Vice Chairman of the Standing Committee of the Fujian Provincial People's Congress
- Incumbent
- Assumed office January 2023

Personal details
- Born: January 1963 (age 63) Yongtai County, Fujian, China
- Party: Chinese Communist Party
- Education: Doctorate in Management
- Alma mater: Fujian Agriculture and Forestry University
- Occupation: Politician, journalist

= Tan Yunkun =

Chinese politician and journalist

Tan Yunkun (檀云坤; born January 1963) is a Chinese politician and journalist who currently serves as Vice Chairman of the Standing Committee of the Fujian Provincial People's Congress and a member of its Chinese Communist Party Leadership Group.

== Biography ==
Tan Yunkun was born in Yongtai County, Fujian Province, in January 1963. He joined the Chinese Communist Party in May 1985 and began his career in August 1986 after graduating from university. He holds a doctorate in management from Fujian Agriculture and Forestry University. After graduation, Tan worked at the Fujian Daily. He later served as an assistant researcher and secretary to provincial leaders in the General Office of the Fujian Provincial People's Government, as well as deputy director of the Fujian Provincial Government Office in Beijing. He then became director of the General Office of the Fujian Provincial Department of Agriculture, a position at the division level from February 1998.

In May 2004, Tan was appointed deputy director and a member of the Party Leadership Group of the Fujian Provincial Department of Agriculture. Between September 2004 and July 2007, he pursued postgraduate studies in economic management at the Central Party School while continuing his official duties.

In April 2008, Tan became Chinese Communist Party Committee Secretary and deputy director of the Provincial Department of Agriculture. In September 2011, he was promoted to deputy secretary-general of the Fujian Provincial Government, concurrently serving as director and Party secretary of the General Office. From February 2009 to July 2012, he studied agricultural economic management at Fujian Agriculture and Forestry University, where he earned a Doctorate in Management.
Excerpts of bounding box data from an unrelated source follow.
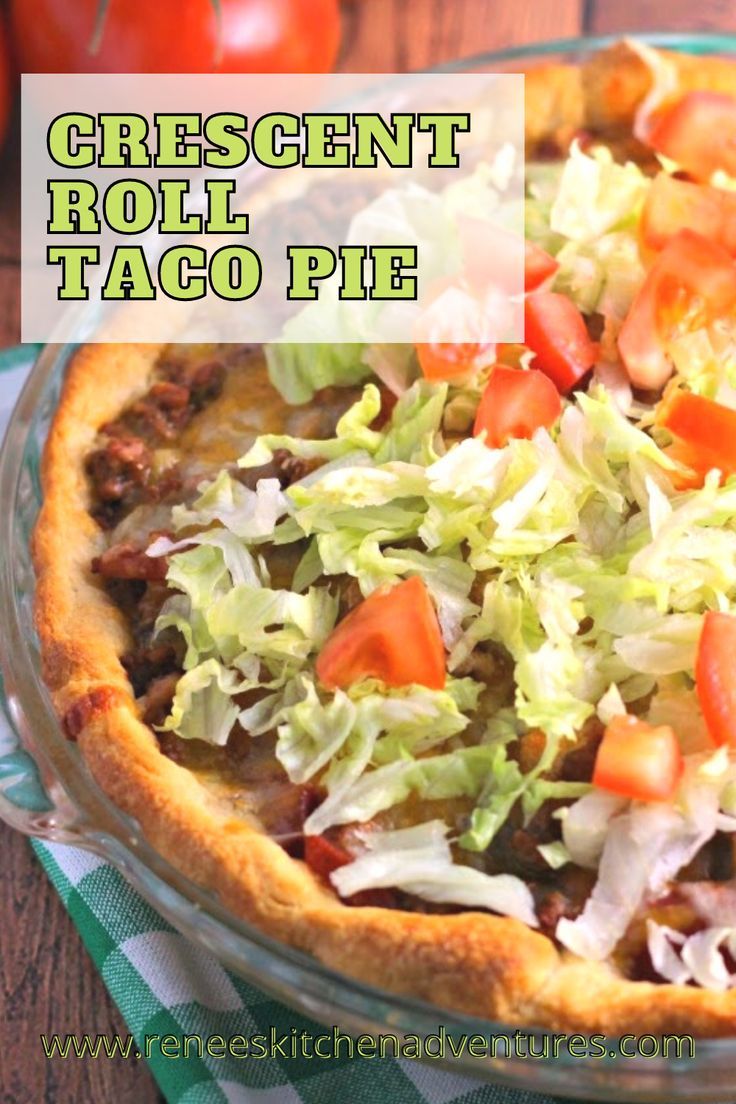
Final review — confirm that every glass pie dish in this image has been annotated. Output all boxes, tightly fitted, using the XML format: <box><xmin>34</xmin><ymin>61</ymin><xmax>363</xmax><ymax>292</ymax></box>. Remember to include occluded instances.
<box><xmin>0</xmin><ymin>35</ymin><xmax>736</xmax><ymax>1102</ymax></box>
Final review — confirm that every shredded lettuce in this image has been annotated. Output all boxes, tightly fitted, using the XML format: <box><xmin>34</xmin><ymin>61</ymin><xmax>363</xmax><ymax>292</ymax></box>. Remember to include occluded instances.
<box><xmin>161</xmin><ymin>659</ymin><xmax>242</xmax><ymax>747</ymax></box>
<box><xmin>330</xmin><ymin>820</ymin><xmax>538</xmax><ymax>927</ymax></box>
<box><xmin>550</xmin><ymin>142</ymin><xmax>649</xmax><ymax>242</ymax></box>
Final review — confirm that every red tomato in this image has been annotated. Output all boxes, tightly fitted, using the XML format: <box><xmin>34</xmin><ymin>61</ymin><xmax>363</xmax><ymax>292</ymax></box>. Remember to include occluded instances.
<box><xmin>647</xmin><ymin>92</ymin><xmax>736</xmax><ymax>180</ymax></box>
<box><xmin>524</xmin><ymin>291</ymin><xmax>597</xmax><ymax>394</ymax></box>
<box><xmin>657</xmin><ymin>391</ymin><xmax>736</xmax><ymax>476</ymax></box>
<box><xmin>305</xmin><ymin>836</ymin><xmax>353</xmax><ymax>882</ymax></box>
<box><xmin>524</xmin><ymin>242</ymin><xmax>559</xmax><ymax>291</ymax></box>
<box><xmin>639</xmin><ymin>172</ymin><xmax>736</xmax><ymax>256</ymax></box>
<box><xmin>472</xmin><ymin>364</ymin><xmax>562</xmax><ymax>448</ymax></box>
<box><xmin>618</xmin><ymin>230</ymin><xmax>736</xmax><ymax>391</ymax></box>
<box><xmin>317</xmin><ymin>575</ymin><xmax>447</xmax><ymax>690</ymax></box>
<box><xmin>416</xmin><ymin>341</ymin><xmax>492</xmax><ymax>380</ymax></box>
<box><xmin>593</xmin><ymin>714</ymin><xmax>684</xmax><ymax>802</ymax></box>
<box><xmin>10</xmin><ymin>0</ymin><xmax>340</xmax><ymax>73</ymax></box>
<box><xmin>695</xmin><ymin>609</ymin><xmax>736</xmax><ymax>746</ymax></box>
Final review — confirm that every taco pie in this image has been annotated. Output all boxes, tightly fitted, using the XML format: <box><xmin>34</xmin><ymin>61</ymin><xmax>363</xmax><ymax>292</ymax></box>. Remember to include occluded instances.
<box><xmin>33</xmin><ymin>36</ymin><xmax>736</xmax><ymax>1036</ymax></box>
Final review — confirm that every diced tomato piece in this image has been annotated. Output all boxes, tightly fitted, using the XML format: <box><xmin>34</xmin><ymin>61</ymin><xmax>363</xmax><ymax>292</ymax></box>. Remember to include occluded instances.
<box><xmin>662</xmin><ymin>439</ymin><xmax>718</xmax><ymax>490</ymax></box>
<box><xmin>524</xmin><ymin>291</ymin><xmax>597</xmax><ymax>395</ymax></box>
<box><xmin>305</xmin><ymin>836</ymin><xmax>353</xmax><ymax>881</ymax></box>
<box><xmin>657</xmin><ymin>391</ymin><xmax>736</xmax><ymax>476</ymax></box>
<box><xmin>317</xmin><ymin>575</ymin><xmax>447</xmax><ymax>690</ymax></box>
<box><xmin>647</xmin><ymin>92</ymin><xmax>736</xmax><ymax>180</ymax></box>
<box><xmin>524</xmin><ymin>242</ymin><xmax>559</xmax><ymax>291</ymax></box>
<box><xmin>593</xmin><ymin>714</ymin><xmax>684</xmax><ymax>802</ymax></box>
<box><xmin>473</xmin><ymin>364</ymin><xmax>562</xmax><ymax>448</ymax></box>
<box><xmin>639</xmin><ymin>172</ymin><xmax>736</xmax><ymax>256</ymax></box>
<box><xmin>695</xmin><ymin>609</ymin><xmax>736</xmax><ymax>747</ymax></box>
<box><xmin>618</xmin><ymin>230</ymin><xmax>736</xmax><ymax>391</ymax></box>
<box><xmin>416</xmin><ymin>341</ymin><xmax>493</xmax><ymax>380</ymax></box>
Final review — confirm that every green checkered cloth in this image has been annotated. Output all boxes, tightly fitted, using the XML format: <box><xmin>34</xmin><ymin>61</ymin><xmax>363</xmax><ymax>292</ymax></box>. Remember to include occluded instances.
<box><xmin>0</xmin><ymin>347</ymin><xmax>552</xmax><ymax>1104</ymax></box>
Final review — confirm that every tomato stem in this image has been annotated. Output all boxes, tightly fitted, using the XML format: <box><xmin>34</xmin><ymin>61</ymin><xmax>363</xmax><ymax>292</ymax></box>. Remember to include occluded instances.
<box><xmin>87</xmin><ymin>0</ymin><xmax>223</xmax><ymax>65</ymax></box>
<box><xmin>210</xmin><ymin>0</ymin><xmax>223</xmax><ymax>66</ymax></box>
<box><xmin>87</xmin><ymin>0</ymin><xmax>110</xmax><ymax>54</ymax></box>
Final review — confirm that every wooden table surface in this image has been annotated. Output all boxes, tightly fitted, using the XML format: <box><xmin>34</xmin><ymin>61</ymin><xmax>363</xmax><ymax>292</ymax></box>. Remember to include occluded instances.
<box><xmin>0</xmin><ymin>0</ymin><xmax>736</xmax><ymax>1104</ymax></box>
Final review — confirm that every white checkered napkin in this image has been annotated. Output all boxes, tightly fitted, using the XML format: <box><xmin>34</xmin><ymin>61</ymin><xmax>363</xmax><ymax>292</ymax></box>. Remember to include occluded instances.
<box><xmin>28</xmin><ymin>841</ymin><xmax>560</xmax><ymax>1104</ymax></box>
<box><xmin>0</xmin><ymin>347</ymin><xmax>552</xmax><ymax>1104</ymax></box>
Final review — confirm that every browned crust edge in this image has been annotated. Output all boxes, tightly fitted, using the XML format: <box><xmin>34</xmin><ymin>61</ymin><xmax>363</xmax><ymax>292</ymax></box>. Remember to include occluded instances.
<box><xmin>33</xmin><ymin>45</ymin><xmax>736</xmax><ymax>1036</ymax></box>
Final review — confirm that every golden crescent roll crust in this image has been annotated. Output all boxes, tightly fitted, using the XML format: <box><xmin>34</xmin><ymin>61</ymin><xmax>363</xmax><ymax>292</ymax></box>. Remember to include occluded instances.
<box><xmin>33</xmin><ymin>51</ymin><xmax>736</xmax><ymax>1036</ymax></box>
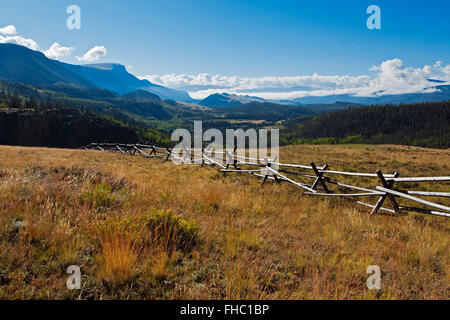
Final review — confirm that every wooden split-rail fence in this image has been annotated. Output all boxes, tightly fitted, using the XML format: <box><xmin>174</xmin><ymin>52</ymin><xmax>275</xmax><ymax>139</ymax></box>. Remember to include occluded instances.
<box><xmin>82</xmin><ymin>143</ymin><xmax>450</xmax><ymax>218</ymax></box>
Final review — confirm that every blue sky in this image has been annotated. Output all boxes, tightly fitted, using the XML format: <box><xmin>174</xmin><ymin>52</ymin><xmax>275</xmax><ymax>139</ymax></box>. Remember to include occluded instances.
<box><xmin>0</xmin><ymin>0</ymin><xmax>450</xmax><ymax>99</ymax></box>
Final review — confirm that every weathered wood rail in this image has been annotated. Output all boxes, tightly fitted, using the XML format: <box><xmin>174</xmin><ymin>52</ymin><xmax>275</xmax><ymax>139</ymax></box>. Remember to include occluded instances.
<box><xmin>82</xmin><ymin>143</ymin><xmax>450</xmax><ymax>218</ymax></box>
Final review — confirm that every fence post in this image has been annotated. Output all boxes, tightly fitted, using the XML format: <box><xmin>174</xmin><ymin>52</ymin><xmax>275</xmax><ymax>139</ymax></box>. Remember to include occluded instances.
<box><xmin>311</xmin><ymin>162</ymin><xmax>330</xmax><ymax>193</ymax></box>
<box><xmin>370</xmin><ymin>170</ymin><xmax>400</xmax><ymax>214</ymax></box>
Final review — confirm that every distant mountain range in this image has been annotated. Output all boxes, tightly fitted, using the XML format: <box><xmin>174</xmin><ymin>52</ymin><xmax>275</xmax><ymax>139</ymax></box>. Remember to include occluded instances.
<box><xmin>0</xmin><ymin>43</ymin><xmax>192</xmax><ymax>101</ymax></box>
<box><xmin>0</xmin><ymin>44</ymin><xmax>450</xmax><ymax>108</ymax></box>
<box><xmin>198</xmin><ymin>93</ymin><xmax>266</xmax><ymax>108</ymax></box>
<box><xmin>279</xmin><ymin>85</ymin><xmax>450</xmax><ymax>105</ymax></box>
<box><xmin>197</xmin><ymin>85</ymin><xmax>450</xmax><ymax>108</ymax></box>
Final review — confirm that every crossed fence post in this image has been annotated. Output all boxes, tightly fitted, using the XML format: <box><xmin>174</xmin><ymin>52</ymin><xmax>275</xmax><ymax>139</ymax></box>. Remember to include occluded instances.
<box><xmin>311</xmin><ymin>162</ymin><xmax>331</xmax><ymax>193</ymax></box>
<box><xmin>370</xmin><ymin>170</ymin><xmax>400</xmax><ymax>214</ymax></box>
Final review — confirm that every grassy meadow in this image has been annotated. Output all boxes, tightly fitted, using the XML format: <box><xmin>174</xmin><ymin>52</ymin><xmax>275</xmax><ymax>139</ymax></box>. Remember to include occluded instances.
<box><xmin>0</xmin><ymin>145</ymin><xmax>450</xmax><ymax>299</ymax></box>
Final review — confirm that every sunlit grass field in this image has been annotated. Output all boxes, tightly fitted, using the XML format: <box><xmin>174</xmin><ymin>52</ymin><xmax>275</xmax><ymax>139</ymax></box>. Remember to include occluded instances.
<box><xmin>0</xmin><ymin>145</ymin><xmax>450</xmax><ymax>299</ymax></box>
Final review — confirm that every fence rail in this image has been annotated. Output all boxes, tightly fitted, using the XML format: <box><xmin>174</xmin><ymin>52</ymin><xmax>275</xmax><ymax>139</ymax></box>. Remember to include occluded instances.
<box><xmin>82</xmin><ymin>143</ymin><xmax>450</xmax><ymax>218</ymax></box>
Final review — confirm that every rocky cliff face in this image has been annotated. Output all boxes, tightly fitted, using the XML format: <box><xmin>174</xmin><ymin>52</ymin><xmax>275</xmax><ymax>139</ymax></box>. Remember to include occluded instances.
<box><xmin>0</xmin><ymin>109</ymin><xmax>138</xmax><ymax>148</ymax></box>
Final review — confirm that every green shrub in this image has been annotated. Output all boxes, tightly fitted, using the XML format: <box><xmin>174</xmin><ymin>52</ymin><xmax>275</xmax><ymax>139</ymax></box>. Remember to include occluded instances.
<box><xmin>147</xmin><ymin>210</ymin><xmax>198</xmax><ymax>252</ymax></box>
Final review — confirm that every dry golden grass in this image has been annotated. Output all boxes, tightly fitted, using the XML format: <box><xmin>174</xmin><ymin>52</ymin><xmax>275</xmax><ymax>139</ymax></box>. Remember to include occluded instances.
<box><xmin>0</xmin><ymin>145</ymin><xmax>450</xmax><ymax>299</ymax></box>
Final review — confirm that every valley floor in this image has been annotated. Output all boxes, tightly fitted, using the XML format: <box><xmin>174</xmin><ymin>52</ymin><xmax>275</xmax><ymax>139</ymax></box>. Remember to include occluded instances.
<box><xmin>0</xmin><ymin>145</ymin><xmax>450</xmax><ymax>299</ymax></box>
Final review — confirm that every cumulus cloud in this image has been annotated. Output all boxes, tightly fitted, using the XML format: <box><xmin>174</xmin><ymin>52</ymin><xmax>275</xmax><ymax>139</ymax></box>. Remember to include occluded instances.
<box><xmin>0</xmin><ymin>25</ymin><xmax>17</xmax><ymax>36</ymax></box>
<box><xmin>76</xmin><ymin>46</ymin><xmax>107</xmax><ymax>62</ymax></box>
<box><xmin>0</xmin><ymin>25</ymin><xmax>39</xmax><ymax>50</ymax></box>
<box><xmin>44</xmin><ymin>42</ymin><xmax>74</xmax><ymax>59</ymax></box>
<box><xmin>141</xmin><ymin>59</ymin><xmax>450</xmax><ymax>100</ymax></box>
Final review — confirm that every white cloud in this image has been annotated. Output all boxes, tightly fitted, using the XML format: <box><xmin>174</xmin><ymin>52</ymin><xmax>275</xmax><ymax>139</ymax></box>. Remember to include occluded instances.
<box><xmin>0</xmin><ymin>25</ymin><xmax>39</xmax><ymax>50</ymax></box>
<box><xmin>76</xmin><ymin>46</ymin><xmax>107</xmax><ymax>62</ymax></box>
<box><xmin>0</xmin><ymin>25</ymin><xmax>17</xmax><ymax>36</ymax></box>
<box><xmin>0</xmin><ymin>35</ymin><xmax>39</xmax><ymax>50</ymax></box>
<box><xmin>141</xmin><ymin>59</ymin><xmax>450</xmax><ymax>100</ymax></box>
<box><xmin>44</xmin><ymin>42</ymin><xmax>74</xmax><ymax>59</ymax></box>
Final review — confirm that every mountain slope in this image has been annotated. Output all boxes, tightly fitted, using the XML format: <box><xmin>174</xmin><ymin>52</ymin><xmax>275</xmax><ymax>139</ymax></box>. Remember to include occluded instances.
<box><xmin>66</xmin><ymin>63</ymin><xmax>192</xmax><ymax>101</ymax></box>
<box><xmin>0</xmin><ymin>44</ymin><xmax>192</xmax><ymax>101</ymax></box>
<box><xmin>290</xmin><ymin>85</ymin><xmax>450</xmax><ymax>105</ymax></box>
<box><xmin>198</xmin><ymin>93</ymin><xmax>265</xmax><ymax>108</ymax></box>
<box><xmin>0</xmin><ymin>43</ymin><xmax>95</xmax><ymax>88</ymax></box>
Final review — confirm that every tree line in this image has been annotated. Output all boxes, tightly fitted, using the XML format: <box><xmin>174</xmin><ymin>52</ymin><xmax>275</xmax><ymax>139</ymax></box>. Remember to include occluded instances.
<box><xmin>281</xmin><ymin>101</ymin><xmax>450</xmax><ymax>148</ymax></box>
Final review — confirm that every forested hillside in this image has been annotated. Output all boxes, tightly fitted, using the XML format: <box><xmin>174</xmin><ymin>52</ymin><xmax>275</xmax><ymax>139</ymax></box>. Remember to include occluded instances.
<box><xmin>281</xmin><ymin>101</ymin><xmax>450</xmax><ymax>148</ymax></box>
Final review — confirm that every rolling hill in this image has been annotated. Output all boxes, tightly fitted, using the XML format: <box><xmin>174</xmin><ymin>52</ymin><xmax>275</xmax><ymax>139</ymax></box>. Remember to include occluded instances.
<box><xmin>281</xmin><ymin>101</ymin><xmax>450</xmax><ymax>148</ymax></box>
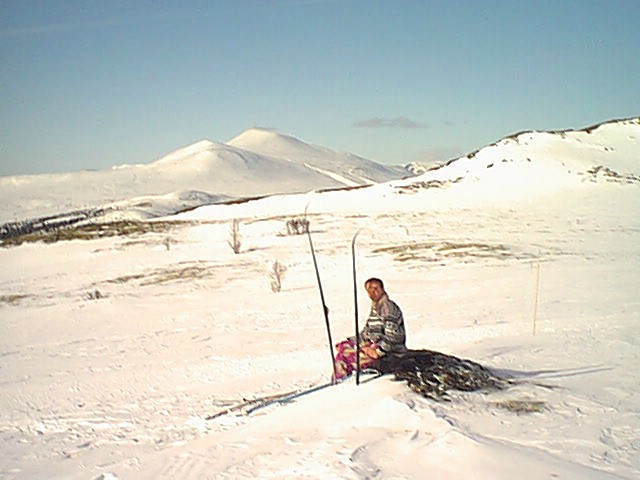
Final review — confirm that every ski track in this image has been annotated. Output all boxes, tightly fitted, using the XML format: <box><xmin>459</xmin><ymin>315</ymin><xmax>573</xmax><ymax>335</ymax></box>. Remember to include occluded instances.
<box><xmin>0</xmin><ymin>192</ymin><xmax>640</xmax><ymax>479</ymax></box>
In December 2013, Tan was appointed deputy Party secretary of Zhangzhou and acting mayor. The following month, he was confirmed as mayor of Zhangzhou and secretary of the municipal government's Party leadership group. In December 2016, he became Party Secretary of Zhangzhou.

In January 2018, Tan was elected Vice Chairman of the Standing Committee of the Fujian Provincial People's Congress while concurrently serving as Zhangzhou Party Secretary and first secretary of the Zhangzhou Military Subdistrict Party Committee. In March 2019, he continued to serve as Vice Chairman of the Standing Committee of the Fujian Provincial People's Congress.

Tan has been a delegate to the 19th National Congress of the Chinese Communist Party, a member of the 9th and 10th Fujian Provincial Committees of the CCP, and a representative to the 10th Fujian Provincial Party Congress. He has also served as a deputy to the 13th and 14th Fujian Provincial People's Congresses.